Self Help Mayhem
Posted on May 4, 2010.
Kudzai Makombe
As I struggled to find something interesting or at least a bit fun to write about this week while using little distractions to avoid the inevitable putting of pen to paper, something landed in my email in box that made me go “aha!”. ‘How deep is your love for you?’ the email questioned and offered to provide the answers in a one day self help seminar. Here was another opportunity at self improvement that many of us are fascinated with and possibly even addicted to at the moment.
Reading through the email I nodded away in agreement as it described what sounded exactly like my relationship with myself and others. And I must say the inclusion of a neck and back massage in the seminar package seemed like a real deal clincher. Who doesn’t need to better understand and improve themselves and de-stress (or is that distress) a little at the same time?
I’ve not been to one of these seminars/motivational talks, but I have spend at least a year going through the gamut of magazine articles, books, talk shows and dvds like ‘The Secret’. I have found tidbits of enlightenment but mostly I realise they’ve been telling me things I already know and may be fueling my own insecurities that I don’t have the right life. Not to mention the large amounts of cash I’ve contributed to the industry.

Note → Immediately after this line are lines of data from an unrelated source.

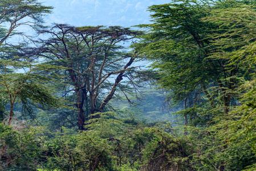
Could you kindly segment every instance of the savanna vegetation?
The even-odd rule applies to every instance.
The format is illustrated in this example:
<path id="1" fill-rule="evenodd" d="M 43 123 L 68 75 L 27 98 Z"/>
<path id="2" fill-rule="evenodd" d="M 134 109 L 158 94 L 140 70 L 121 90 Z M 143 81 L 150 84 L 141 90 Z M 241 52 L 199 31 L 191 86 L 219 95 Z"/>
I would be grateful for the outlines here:
<path id="1" fill-rule="evenodd" d="M 131 28 L 52 9 L 0 0 L 1 170 L 256 170 L 255 1 L 173 1 Z"/>

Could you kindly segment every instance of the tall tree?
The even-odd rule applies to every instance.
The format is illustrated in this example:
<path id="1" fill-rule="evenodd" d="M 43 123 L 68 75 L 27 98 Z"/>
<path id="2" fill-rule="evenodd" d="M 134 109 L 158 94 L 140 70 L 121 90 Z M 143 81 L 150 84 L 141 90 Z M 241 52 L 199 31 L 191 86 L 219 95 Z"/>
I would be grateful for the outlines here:
<path id="1" fill-rule="evenodd" d="M 0 44 L 15 35 L 26 36 L 17 31 L 21 26 L 29 26 L 33 29 L 42 27 L 42 17 L 50 13 L 51 9 L 52 7 L 43 6 L 37 0 L 1 0 Z"/>
<path id="2" fill-rule="evenodd" d="M 66 76 L 72 86 L 69 92 L 74 91 L 76 95 L 78 128 L 83 130 L 84 104 L 89 101 L 91 114 L 103 111 L 123 78 L 127 76 L 124 73 L 133 68 L 135 58 L 120 43 L 128 42 L 140 32 L 118 26 L 75 27 L 55 25 L 40 32 L 50 37 L 41 40 L 42 46 L 33 48 L 32 54 L 67 68 Z M 100 94 L 107 92 L 108 94 L 100 101 Z"/>
<path id="3" fill-rule="evenodd" d="M 199 88 L 212 108 L 222 106 L 227 114 L 238 83 L 235 78 L 245 70 L 229 65 L 229 59 L 219 55 L 223 50 L 213 42 L 225 32 L 218 29 L 218 23 L 204 20 L 212 9 L 223 8 L 221 2 L 213 3 L 174 1 L 149 7 L 149 11 L 154 13 L 153 23 L 139 26 L 149 30 L 135 47 L 141 56 L 153 62 L 153 68 L 161 74 L 157 83 L 172 89 L 173 99 L 185 101 Z M 217 34 L 218 37 L 213 36 Z M 225 51 L 242 46 L 226 47 Z M 217 98 L 222 99 L 221 103 Z"/>

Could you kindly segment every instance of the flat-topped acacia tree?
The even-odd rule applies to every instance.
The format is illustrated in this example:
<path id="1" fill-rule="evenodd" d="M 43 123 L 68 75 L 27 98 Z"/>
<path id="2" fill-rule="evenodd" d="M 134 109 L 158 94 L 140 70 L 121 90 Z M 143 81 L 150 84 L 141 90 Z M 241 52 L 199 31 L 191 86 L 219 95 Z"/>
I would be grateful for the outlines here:
<path id="1" fill-rule="evenodd" d="M 141 32 L 119 26 L 55 25 L 40 33 L 48 38 L 41 39 L 41 46 L 33 48 L 32 53 L 43 56 L 47 62 L 68 68 L 67 76 L 73 87 L 70 92 L 73 90 L 76 95 L 78 128 L 83 130 L 86 101 L 89 101 L 91 114 L 104 111 L 126 76 L 124 73 L 133 68 L 131 64 L 134 56 L 121 45 Z M 107 95 L 103 97 L 103 94 Z"/>

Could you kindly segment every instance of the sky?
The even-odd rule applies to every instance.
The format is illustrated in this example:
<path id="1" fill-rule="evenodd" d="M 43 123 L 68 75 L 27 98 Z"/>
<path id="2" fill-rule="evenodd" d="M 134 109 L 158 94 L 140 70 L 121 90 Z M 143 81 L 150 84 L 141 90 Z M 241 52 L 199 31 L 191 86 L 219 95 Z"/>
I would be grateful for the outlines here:
<path id="1" fill-rule="evenodd" d="M 39 0 L 54 7 L 46 17 L 50 23 L 74 26 L 121 26 L 130 27 L 149 23 L 148 6 L 170 0 Z"/>

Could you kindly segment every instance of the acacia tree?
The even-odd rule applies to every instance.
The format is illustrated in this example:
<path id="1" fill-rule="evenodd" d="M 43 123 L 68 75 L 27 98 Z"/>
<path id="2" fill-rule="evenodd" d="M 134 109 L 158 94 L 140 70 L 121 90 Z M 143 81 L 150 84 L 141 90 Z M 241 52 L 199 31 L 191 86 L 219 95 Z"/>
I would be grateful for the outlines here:
<path id="1" fill-rule="evenodd" d="M 68 68 L 66 76 L 73 87 L 68 92 L 75 93 L 78 128 L 83 130 L 86 101 L 89 101 L 91 114 L 103 112 L 126 76 L 124 73 L 133 68 L 131 66 L 134 56 L 125 52 L 120 43 L 128 42 L 140 32 L 119 26 L 55 25 L 40 33 L 50 37 L 40 40 L 42 46 L 27 54 L 43 56 L 48 62 Z M 107 92 L 108 95 L 100 101 L 100 94 Z M 91 118 L 95 117 L 97 116 L 92 115 Z"/>
<path id="2" fill-rule="evenodd" d="M 190 93 L 200 89 L 204 95 L 198 97 L 206 97 L 212 108 L 222 107 L 227 114 L 238 84 L 235 78 L 245 70 L 220 54 L 246 44 L 217 46 L 220 36 L 229 35 L 224 31 L 226 27 L 220 30 L 218 23 L 207 19 L 212 9 L 226 8 L 221 2 L 214 5 L 178 1 L 149 7 L 149 11 L 154 13 L 153 23 L 139 26 L 149 31 L 135 44 L 135 50 L 153 62 L 153 68 L 160 74 L 157 83 L 172 89 L 173 99 L 185 101 Z"/>
<path id="3" fill-rule="evenodd" d="M 51 13 L 51 9 L 52 7 L 42 6 L 37 0 L 1 0 L 0 44 L 2 45 L 8 38 L 15 35 L 27 36 L 15 31 L 21 26 L 29 26 L 34 29 L 43 27 L 42 17 Z"/>
<path id="4" fill-rule="evenodd" d="M 56 82 L 50 75 L 40 76 L 35 71 L 61 69 L 59 67 L 34 64 L 31 62 L 20 62 L 11 60 L 1 60 L 0 64 L 4 70 L 0 72 L 1 103 L 9 104 L 8 125 L 11 125 L 14 105 L 17 103 L 22 104 L 23 115 L 30 115 L 34 118 L 32 105 L 42 108 L 56 108 L 63 107 L 61 99 L 50 91 L 47 86 L 49 83 Z M 10 72 L 13 68 L 27 68 L 24 73 Z"/>
<path id="5" fill-rule="evenodd" d="M 32 28 L 31 30 L 42 28 L 43 23 L 43 17 L 51 13 L 52 9 L 51 7 L 42 5 L 37 0 L 0 1 L 0 58 L 3 59 L 0 66 L 1 68 L 1 89 L 3 88 L 3 87 L 10 88 L 7 94 L 9 95 L 9 97 L 13 96 L 10 97 L 11 99 L 10 100 L 10 101 L 11 101 L 11 109 L 9 124 L 11 123 L 13 115 L 11 109 L 14 103 L 17 101 L 16 97 L 14 97 L 13 95 L 14 93 L 16 93 L 16 95 L 14 95 L 14 96 L 20 96 L 21 95 L 20 91 L 21 89 L 24 91 L 25 88 L 25 87 L 22 87 L 22 86 L 25 85 L 21 84 L 19 85 L 19 88 L 15 87 L 18 89 L 16 91 L 16 93 L 14 93 L 13 92 L 13 88 L 15 89 L 14 86 L 15 87 L 15 84 L 17 83 L 15 83 L 14 82 L 15 82 L 14 80 L 24 79 L 26 76 L 25 75 L 22 76 L 21 74 L 19 75 L 14 72 L 10 72 L 11 70 L 10 70 L 10 67 L 16 67 L 21 66 L 19 64 L 17 65 L 17 64 L 14 64 L 14 63 L 10 64 L 10 61 L 5 61 L 5 60 L 9 59 L 17 59 L 18 58 L 14 56 L 18 54 L 18 50 L 23 46 L 24 43 L 27 43 L 26 42 L 27 40 L 31 40 L 31 35 L 28 35 L 22 31 L 19 31 L 19 28 L 21 28 L 21 26 L 25 26 L 25 27 L 23 27 L 23 28 L 27 28 L 27 26 L 29 26 L 29 27 L 30 27 L 29 28 Z M 22 39 L 18 39 L 19 42 L 14 42 L 14 39 L 10 40 L 11 38 L 15 35 L 22 36 Z M 13 71 L 14 71 L 13 70 Z M 21 78 L 23 78 L 23 79 L 21 79 Z M 3 81 L 5 79 L 5 83 L 4 83 L 5 81 Z M 25 79 L 26 80 L 26 79 Z M 11 80 L 14 81 L 14 83 L 9 82 Z M 3 89 L 5 89 L 5 88 Z M 4 95 L 4 93 L 6 92 L 4 90 L 3 91 L 2 93 L 3 94 L 2 94 L 1 99 L 1 115 L 2 119 L 3 109 L 5 108 L 6 103 L 8 103 L 7 99 L 5 99 L 6 94 Z M 23 95 L 25 95 L 24 97 L 27 97 L 25 94 Z M 25 98 L 26 99 L 26 97 Z M 25 100 L 25 99 L 23 100 Z M 43 101 L 41 102 L 44 103 Z"/>

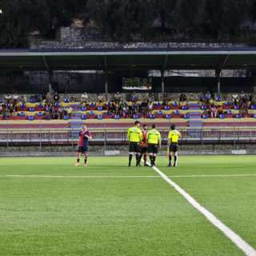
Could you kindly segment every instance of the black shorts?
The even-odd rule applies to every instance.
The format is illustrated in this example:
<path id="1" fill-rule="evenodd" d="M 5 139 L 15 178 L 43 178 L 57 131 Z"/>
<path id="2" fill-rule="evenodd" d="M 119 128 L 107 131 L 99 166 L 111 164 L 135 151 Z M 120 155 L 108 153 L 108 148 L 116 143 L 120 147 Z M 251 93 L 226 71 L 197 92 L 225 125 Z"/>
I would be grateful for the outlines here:
<path id="1" fill-rule="evenodd" d="M 85 146 L 79 146 L 78 153 L 86 154 L 88 147 Z"/>
<path id="2" fill-rule="evenodd" d="M 147 147 L 140 146 L 138 152 L 141 154 L 147 153 Z"/>
<path id="3" fill-rule="evenodd" d="M 149 144 L 149 153 L 158 154 L 158 144 Z"/>
<path id="4" fill-rule="evenodd" d="M 169 146 L 169 151 L 170 152 L 177 152 L 178 151 L 178 143 L 177 142 L 171 142 Z"/>
<path id="5" fill-rule="evenodd" d="M 129 152 L 138 153 L 139 142 L 130 142 L 129 143 Z"/>

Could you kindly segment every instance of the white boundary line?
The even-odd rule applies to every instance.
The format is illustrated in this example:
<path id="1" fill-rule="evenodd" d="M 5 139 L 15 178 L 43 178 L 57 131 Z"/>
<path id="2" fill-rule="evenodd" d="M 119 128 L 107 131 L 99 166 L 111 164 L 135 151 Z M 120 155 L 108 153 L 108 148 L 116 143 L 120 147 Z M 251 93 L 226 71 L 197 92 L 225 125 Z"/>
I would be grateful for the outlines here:
<path id="1" fill-rule="evenodd" d="M 147 162 L 149 165 L 149 163 Z M 194 208 L 198 210 L 206 218 L 212 222 L 218 229 L 224 233 L 238 248 L 240 248 L 247 256 L 256 256 L 255 250 L 251 247 L 246 242 L 242 240 L 237 234 L 218 220 L 213 214 L 211 214 L 206 208 L 200 206 L 190 194 L 183 190 L 179 186 L 170 180 L 166 174 L 164 174 L 157 167 L 153 169 L 159 174 L 162 178 L 171 185 L 178 193 L 180 193 Z"/>

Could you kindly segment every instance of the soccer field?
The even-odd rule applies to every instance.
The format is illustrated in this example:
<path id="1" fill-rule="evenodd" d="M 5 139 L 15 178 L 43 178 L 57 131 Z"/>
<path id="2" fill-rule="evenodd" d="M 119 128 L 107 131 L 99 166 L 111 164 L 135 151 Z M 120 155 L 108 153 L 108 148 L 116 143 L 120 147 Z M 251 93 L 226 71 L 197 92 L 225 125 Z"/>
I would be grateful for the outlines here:
<path id="1" fill-rule="evenodd" d="M 256 249 L 255 156 L 156 162 Z M 154 169 L 135 168 L 134 158 L 131 168 L 128 156 L 75 163 L 0 158 L 0 255 L 246 255 Z"/>

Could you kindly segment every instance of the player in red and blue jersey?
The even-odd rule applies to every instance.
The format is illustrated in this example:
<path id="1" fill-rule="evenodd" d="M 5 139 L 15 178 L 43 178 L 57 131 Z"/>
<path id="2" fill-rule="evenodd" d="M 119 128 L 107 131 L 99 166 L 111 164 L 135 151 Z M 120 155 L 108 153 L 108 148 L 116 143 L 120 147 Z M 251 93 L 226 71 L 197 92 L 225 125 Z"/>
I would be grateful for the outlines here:
<path id="1" fill-rule="evenodd" d="M 77 158 L 77 164 L 75 164 L 75 166 L 79 166 L 80 164 L 80 155 L 81 154 L 85 154 L 85 166 L 87 166 L 87 150 L 89 146 L 88 141 L 91 139 L 90 132 L 87 130 L 86 126 L 83 125 L 82 126 L 82 130 L 79 133 L 79 141 L 77 146 L 78 150 L 78 158 Z"/>
<path id="2" fill-rule="evenodd" d="M 146 154 L 147 154 L 147 146 L 146 146 L 146 130 L 147 130 L 147 125 L 143 125 L 143 129 L 142 130 L 142 135 L 143 135 L 143 140 L 142 142 L 144 142 L 143 144 L 141 142 L 139 144 L 139 156 L 138 156 L 138 164 L 141 162 L 142 155 L 144 154 L 144 166 L 147 166 L 146 164 Z"/>

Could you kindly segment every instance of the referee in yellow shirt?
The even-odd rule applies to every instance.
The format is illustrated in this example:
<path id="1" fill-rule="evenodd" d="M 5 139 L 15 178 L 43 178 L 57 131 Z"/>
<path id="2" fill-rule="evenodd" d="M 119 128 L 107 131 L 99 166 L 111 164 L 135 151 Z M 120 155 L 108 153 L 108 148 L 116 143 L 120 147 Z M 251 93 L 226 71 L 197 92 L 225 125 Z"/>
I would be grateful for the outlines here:
<path id="1" fill-rule="evenodd" d="M 138 150 L 139 143 L 141 142 L 144 145 L 143 134 L 142 130 L 138 128 L 140 125 L 139 121 L 135 121 L 134 126 L 128 130 L 127 138 L 130 140 L 129 143 L 129 165 L 128 167 L 130 167 L 130 162 L 133 158 L 134 152 L 136 154 L 136 167 L 140 167 L 138 162 Z"/>
<path id="2" fill-rule="evenodd" d="M 155 124 L 153 124 L 152 130 L 146 134 L 146 144 L 148 145 L 148 152 L 151 161 L 150 167 L 155 166 L 155 158 L 158 153 L 158 142 L 159 150 L 161 150 L 161 134 L 155 128 Z"/>
<path id="3" fill-rule="evenodd" d="M 170 126 L 171 131 L 169 133 L 168 135 L 168 142 L 167 146 L 169 146 L 169 165 L 166 167 L 170 167 L 172 166 L 171 164 L 171 154 L 174 152 L 174 167 L 177 166 L 177 152 L 178 152 L 178 138 L 182 138 L 182 134 L 176 130 L 176 126 L 171 125 Z"/>

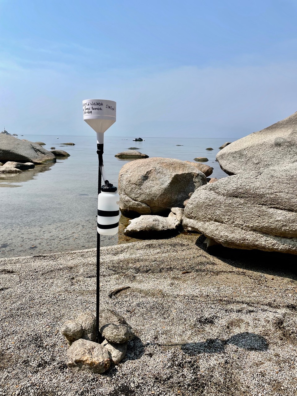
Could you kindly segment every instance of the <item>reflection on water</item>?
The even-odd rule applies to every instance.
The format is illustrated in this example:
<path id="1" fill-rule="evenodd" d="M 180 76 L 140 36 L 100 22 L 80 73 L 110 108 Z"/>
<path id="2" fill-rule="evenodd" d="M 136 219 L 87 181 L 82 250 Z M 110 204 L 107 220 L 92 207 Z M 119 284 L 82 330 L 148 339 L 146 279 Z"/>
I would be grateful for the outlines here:
<path id="1" fill-rule="evenodd" d="M 28 169 L 23 171 L 19 173 L 0 173 L 0 187 L 21 187 L 21 185 L 15 184 L 8 184 L 7 182 L 11 179 L 11 183 L 22 183 L 35 179 L 35 176 L 39 173 L 50 170 L 56 162 L 48 162 L 41 165 L 35 165 L 34 169 Z"/>

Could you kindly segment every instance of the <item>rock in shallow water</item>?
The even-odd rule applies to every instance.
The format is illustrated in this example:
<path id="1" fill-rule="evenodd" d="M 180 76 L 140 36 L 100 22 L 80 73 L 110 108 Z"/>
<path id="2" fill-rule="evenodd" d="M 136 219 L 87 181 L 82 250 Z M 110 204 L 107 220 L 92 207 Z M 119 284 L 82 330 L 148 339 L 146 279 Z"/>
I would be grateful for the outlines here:
<path id="1" fill-rule="evenodd" d="M 185 162 L 187 164 L 188 164 L 190 165 L 192 165 L 192 166 L 194 166 L 197 169 L 199 169 L 200 171 L 205 175 L 206 177 L 210 176 L 213 170 L 213 168 L 211 168 L 211 166 L 209 166 L 208 165 L 206 165 L 205 164 L 200 164 L 199 162 L 191 162 L 190 161 L 185 161 Z"/>
<path id="2" fill-rule="evenodd" d="M 122 316 L 106 308 L 99 315 L 100 333 L 108 341 L 122 344 L 134 337 L 131 328 Z"/>
<path id="3" fill-rule="evenodd" d="M 129 225 L 124 231 L 128 236 L 135 238 L 159 238 L 169 236 L 176 232 L 180 222 L 175 215 L 162 216 L 144 215 L 129 220 Z"/>
<path id="4" fill-rule="evenodd" d="M 110 365 L 107 349 L 100 344 L 81 338 L 69 347 L 67 356 L 67 366 L 75 372 L 84 370 L 104 373 Z"/>
<path id="5" fill-rule="evenodd" d="M 33 169 L 35 166 L 32 162 L 16 162 L 14 161 L 8 161 L 4 164 L 4 166 L 12 166 L 21 171 L 25 171 L 27 169 Z"/>
<path id="6" fill-rule="evenodd" d="M 56 158 L 50 151 L 33 142 L 0 134 L 0 161 L 42 164 L 49 161 L 55 162 Z"/>
<path id="7" fill-rule="evenodd" d="M 295 163 L 224 177 L 198 189 L 183 223 L 227 247 L 297 254 L 296 202 Z"/>
<path id="8" fill-rule="evenodd" d="M 224 143 L 223 145 L 222 145 L 221 147 L 219 147 L 220 150 L 222 150 L 222 148 L 225 148 L 226 146 L 228 146 L 228 145 L 230 145 L 231 142 L 226 142 L 226 143 Z"/>
<path id="9" fill-rule="evenodd" d="M 114 156 L 117 158 L 148 158 L 148 156 L 146 154 L 143 154 L 140 151 L 137 151 L 134 150 L 128 150 L 128 151 L 122 151 L 119 152 Z"/>
<path id="10" fill-rule="evenodd" d="M 194 161 L 197 161 L 200 162 L 207 162 L 208 161 L 208 158 L 206 157 L 197 157 L 194 158 Z"/>
<path id="11" fill-rule="evenodd" d="M 52 150 L 51 152 L 52 152 L 56 157 L 70 156 L 70 154 L 66 151 L 64 151 L 63 150 Z"/>

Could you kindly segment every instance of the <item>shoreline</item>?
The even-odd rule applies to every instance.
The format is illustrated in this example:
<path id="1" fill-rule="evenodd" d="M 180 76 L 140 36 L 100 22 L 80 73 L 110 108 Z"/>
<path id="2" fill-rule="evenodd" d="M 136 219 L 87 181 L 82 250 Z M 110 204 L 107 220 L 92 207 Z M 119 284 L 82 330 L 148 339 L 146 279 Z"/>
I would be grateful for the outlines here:
<path id="1" fill-rule="evenodd" d="M 137 334 L 124 360 L 104 375 L 66 366 L 59 329 L 95 308 L 95 249 L 1 259 L 2 396 L 295 395 L 294 257 L 280 270 L 268 253 L 226 259 L 185 238 L 101 251 L 101 307 Z"/>

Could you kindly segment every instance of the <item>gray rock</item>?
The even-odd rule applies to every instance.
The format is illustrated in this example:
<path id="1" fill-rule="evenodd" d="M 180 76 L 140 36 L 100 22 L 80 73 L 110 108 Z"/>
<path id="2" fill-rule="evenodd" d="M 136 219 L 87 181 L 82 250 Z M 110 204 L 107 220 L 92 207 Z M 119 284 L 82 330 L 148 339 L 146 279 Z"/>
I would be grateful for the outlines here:
<path id="1" fill-rule="evenodd" d="M 76 320 L 82 327 L 82 337 L 86 340 L 94 341 L 96 339 L 96 317 L 91 312 L 83 312 Z"/>
<path id="2" fill-rule="evenodd" d="M 184 161 L 153 157 L 131 161 L 120 171 L 120 207 L 127 217 L 167 213 L 183 206 L 189 192 L 206 183 L 205 175 Z"/>
<path id="3" fill-rule="evenodd" d="M 219 147 L 219 148 L 221 150 L 222 148 L 224 148 L 226 146 L 228 146 L 228 145 L 230 145 L 231 143 L 232 142 L 226 142 L 226 143 L 224 143 L 223 145 L 222 145 L 221 147 Z"/>
<path id="4" fill-rule="evenodd" d="M 55 162 L 56 157 L 36 143 L 2 134 L 0 135 L 0 161 L 42 164 L 50 161 Z"/>
<path id="5" fill-rule="evenodd" d="M 63 150 L 52 150 L 52 152 L 56 157 L 70 157 L 70 154 Z"/>
<path id="6" fill-rule="evenodd" d="M 100 312 L 99 328 L 100 333 L 109 342 L 116 344 L 123 344 L 134 335 L 124 318 L 107 308 Z"/>
<path id="7" fill-rule="evenodd" d="M 164 217 L 154 215 L 144 215 L 129 220 L 124 230 L 128 236 L 148 239 L 169 236 L 176 232 L 180 225 L 176 216 Z"/>
<path id="8" fill-rule="evenodd" d="M 125 357 L 128 345 L 128 342 L 123 344 L 115 344 L 114 343 L 109 343 L 107 340 L 104 340 L 101 344 L 102 346 L 106 348 L 109 351 L 110 359 L 116 364 L 119 363 Z"/>
<path id="9" fill-rule="evenodd" d="M 21 171 L 21 169 L 15 168 L 14 166 L 5 166 L 3 165 L 0 168 L 0 173 L 17 173 Z"/>
<path id="10" fill-rule="evenodd" d="M 2 131 L 2 132 L 0 132 L 0 135 L 6 135 L 8 136 L 11 136 L 11 134 L 9 133 L 7 131 L 6 131 L 5 129 L 4 131 Z"/>
<path id="11" fill-rule="evenodd" d="M 297 112 L 231 143 L 218 153 L 228 175 L 292 164 L 297 158 Z"/>
<path id="12" fill-rule="evenodd" d="M 4 164 L 4 166 L 12 166 L 17 169 L 20 169 L 21 171 L 25 171 L 27 169 L 33 169 L 35 166 L 32 162 L 25 162 L 25 164 L 23 164 L 21 162 L 16 162 L 14 161 L 8 161 Z"/>
<path id="13" fill-rule="evenodd" d="M 117 158 L 148 158 L 148 156 L 146 154 L 143 154 L 140 151 L 136 151 L 134 150 L 122 151 L 116 154 L 114 156 Z"/>
<path id="14" fill-rule="evenodd" d="M 67 365 L 74 372 L 86 370 L 104 373 L 110 365 L 109 352 L 100 344 L 80 339 L 67 351 Z"/>
<path id="15" fill-rule="evenodd" d="M 81 338 L 83 332 L 82 326 L 76 320 L 67 320 L 61 328 L 61 333 L 70 345 L 74 341 Z"/>
<path id="16" fill-rule="evenodd" d="M 208 158 L 206 157 L 197 157 L 194 158 L 194 161 L 197 161 L 200 162 L 207 162 L 208 161 Z"/>
<path id="17" fill-rule="evenodd" d="M 185 207 L 186 207 L 186 206 L 188 204 L 188 202 L 189 202 L 188 199 L 186 199 L 185 201 L 184 201 L 183 202 L 183 205 Z"/>
<path id="18" fill-rule="evenodd" d="M 190 193 L 191 195 L 192 193 L 192 192 Z M 189 195 L 190 195 L 190 194 L 189 194 Z M 176 217 L 177 221 L 179 221 L 181 224 L 183 223 L 183 217 L 184 215 L 183 209 L 182 209 L 181 208 L 171 208 L 171 211 L 169 213 L 169 215 L 170 216 L 171 213 Z"/>
<path id="19" fill-rule="evenodd" d="M 194 166 L 197 169 L 204 173 L 204 175 L 207 177 L 210 175 L 212 173 L 212 171 L 213 170 L 213 168 L 212 168 L 210 166 L 209 166 L 208 165 L 206 165 L 205 164 L 200 164 L 199 162 L 191 162 L 190 161 L 185 161 L 185 162 L 187 164 L 188 164 L 190 165 L 192 165 L 192 166 Z"/>
<path id="20" fill-rule="evenodd" d="M 296 202 L 295 162 L 198 189 L 186 206 L 183 226 L 227 247 L 297 254 Z"/>

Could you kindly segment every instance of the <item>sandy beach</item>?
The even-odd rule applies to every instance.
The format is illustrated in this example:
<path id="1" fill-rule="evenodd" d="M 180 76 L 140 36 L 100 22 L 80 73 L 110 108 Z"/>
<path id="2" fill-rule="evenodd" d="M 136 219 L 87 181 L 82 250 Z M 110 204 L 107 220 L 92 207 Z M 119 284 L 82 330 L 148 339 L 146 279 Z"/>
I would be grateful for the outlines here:
<path id="1" fill-rule="evenodd" d="M 295 395 L 295 257 L 197 239 L 101 248 L 101 306 L 137 335 L 103 375 L 72 373 L 59 332 L 94 311 L 95 249 L 1 259 L 0 395 Z"/>

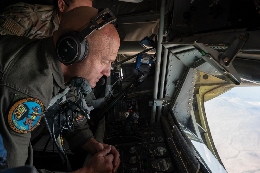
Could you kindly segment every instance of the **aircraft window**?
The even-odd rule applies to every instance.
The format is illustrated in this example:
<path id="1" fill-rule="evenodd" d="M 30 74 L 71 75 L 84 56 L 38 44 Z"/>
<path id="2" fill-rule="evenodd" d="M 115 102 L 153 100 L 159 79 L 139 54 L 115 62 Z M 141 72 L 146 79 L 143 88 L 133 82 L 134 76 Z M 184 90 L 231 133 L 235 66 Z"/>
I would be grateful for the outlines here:
<path id="1" fill-rule="evenodd" d="M 205 102 L 207 119 L 227 172 L 259 172 L 260 86 L 239 86 Z M 204 100 L 217 90 L 205 94 Z"/>

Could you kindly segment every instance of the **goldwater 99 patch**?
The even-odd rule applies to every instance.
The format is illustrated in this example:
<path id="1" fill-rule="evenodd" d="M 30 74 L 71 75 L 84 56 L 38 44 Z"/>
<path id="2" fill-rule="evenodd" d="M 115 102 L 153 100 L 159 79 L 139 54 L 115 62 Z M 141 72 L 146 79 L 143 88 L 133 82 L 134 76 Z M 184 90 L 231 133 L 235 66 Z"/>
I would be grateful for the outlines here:
<path id="1" fill-rule="evenodd" d="M 77 121 L 77 122 L 79 124 L 83 120 L 85 119 L 85 117 L 83 116 L 83 115 L 80 115 L 77 118 L 76 118 L 75 119 L 76 121 Z"/>
<path id="2" fill-rule="evenodd" d="M 12 129 L 17 133 L 28 133 L 37 126 L 43 110 L 43 105 L 38 100 L 29 98 L 20 100 L 10 110 L 8 124 Z"/>

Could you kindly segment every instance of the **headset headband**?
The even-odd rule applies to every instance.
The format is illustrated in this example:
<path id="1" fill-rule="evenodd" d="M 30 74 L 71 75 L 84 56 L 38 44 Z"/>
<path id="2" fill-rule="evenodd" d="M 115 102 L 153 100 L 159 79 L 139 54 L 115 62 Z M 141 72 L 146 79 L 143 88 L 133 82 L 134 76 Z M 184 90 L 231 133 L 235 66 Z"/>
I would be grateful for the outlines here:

I am aware my new-found cynicism is due to a book I’m reading that has forced me to re-think even my fascination and deep admiration for Deepak Chopra. In ‘How mumbo jumbo conquered the world’, Francis Wheen tears to pieces pretty much the entire self help section of the biggest and most comprehensive bookstore you could imagine and ridicules as desperate our desires to transform our lives in X easy steps, our growing love for public displays of emotion and the culture of celebrity that has gripped us in the last few decades.
What really made me wince is the chapter where he questions our undying adoration of Princess Diana. The world was captivated by Di and I admit the press-fueled fascination did not pass me by. When she died my husband woke me in the middle of the night to tell me the news and like many others around the world I stayed up all night flicking through the 24-hour news channels to catch any further developments on the death of the woman Wheen describes as a “pampered princess”. I should mention here that after telling me the news, my husband sensibly went to bed. Did we get carried away with our grief? Wheen certainly thinks so and while I did not shed tears, the spectacle drew me in more than was necessary and I suspect this may be the case with the self help revolution too.
Fortunately, reading Wheen’s book has brought me to recognise the pitfalls of getting totally sucked in — even by Wheen. It seems natural to me that we always strive to improve ourselves and expand our world view. So I’ve not sworn off the self help literature forever. However, I will approach it with the happy knowledge that I already have a life that’s quite alright and the latest 12-point plan is not going to totally transform it as some of the literature claims to be able to. A neck and back massage might do that though — at least for a few hours.